Written By: Julie - Nov• 04•13

buckeye roosterWhen I got serious about raising meat for my family I decided that we needed a heritage breed. Heritage breeds are those breeds that have been recognized by the American Poultry Association since at least the mid 20th century. While we have raised the ubiquitous Cornish Rock X chickens, they are not able to reproduce naturally. They were delicious. They were also easier to raise than I had been lead to believe. However, having to buy new chicks for each batch is just not as self-sufficient as our family is hoping to be. So I started searching for a heritage breed of chickens that met our needs.

Breeding any animal comes with responsibility for the resulting offspring. Some people do keep chickens merely as pets, but most expect their chickens to be useful. Males will need to find jobs as sires for future offspring or in the case of farm animals, dinner. I wanted a breed that was heavy enough to yield a good-sized roaster. A three pound chicken just seems like a waste to me. I prefer a chicken that gets to at least 4 pounds of processed weight by harvest age, preferably larger.

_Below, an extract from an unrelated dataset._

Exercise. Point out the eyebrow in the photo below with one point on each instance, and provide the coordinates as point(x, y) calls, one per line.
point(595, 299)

Hens will need to be able to find jobs as egg producers. This will be easier if they are prolific layers. When they stop laying, it is nice if they are big enough to provide a decent meal as well. I wanted a dual purpose breed so both the hens and roosters could be successful in their careers. For a micro-farm to be profitable, and therefore able to sustain itself, both the male and female chicks need to be productive.

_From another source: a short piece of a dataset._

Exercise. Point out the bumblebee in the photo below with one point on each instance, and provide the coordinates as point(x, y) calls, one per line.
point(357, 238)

If I am going to go to the trouble of breeding chickens, I like the idea of helping to preserve an endangered breed. I soon narrowed down our list of potential breeds to those that are on the American Livestock Breeds Conservancy list as threatened or critically endangered.  Both Delaware and Buckeye breeds are listed as Threatened, which means that at the last national count, there were fewer than 1,000 breeding birds. The estimated global population of each of these breeds is less than 5,000. Pretty cool to be able to play a small part in helping to preserve these heritage breeds. Both breeds are known for laying well and for making great meat birds.

Wait – did I just say I plan to eat endangered birds? Yes, yes I did. You see, with farm animals such as these, we need to breed them to protect them. The excess and less-than-perfect birds need to be removed from breeding programs. The obvious answer is to eat the extras. As we promote and encourage markets for these birds we also make it possible to keep breeding these birds in a sustainable way. Farms need to produce food and/or money and there is simply no practical way to rehome all of the excess chickens.

To protect a breed we need to hatch a lot of birds and keep only the best of the best for breeding. Serious breeders will hatch hundreds or even thousands of eggs each year. The best breeders are chosen by selecting those birds that are closest to the American Poultry Association Standard of Perfection for each breed. Many breeders also select for how fast a breed reaches market weight or how fast the hens start laying, how often they lay, and other desirable characteristics.

After narrowing down my choice of breeds to Buckeyes and Delawares, I managed to find some gorgeous heritage birds from a couple of serious breeders (the rooster shown here is molting his tail feathers!). Tip – if you want to breed chickens for your own micro-farm – be sure to get your stock from a quality breeder. Hatchery birds are fine if all you want is eggs, but if you want to breed your birds you will want the superior genetics of birds from a breeder who is carefully breeding for size, color, body shape, and other qualities.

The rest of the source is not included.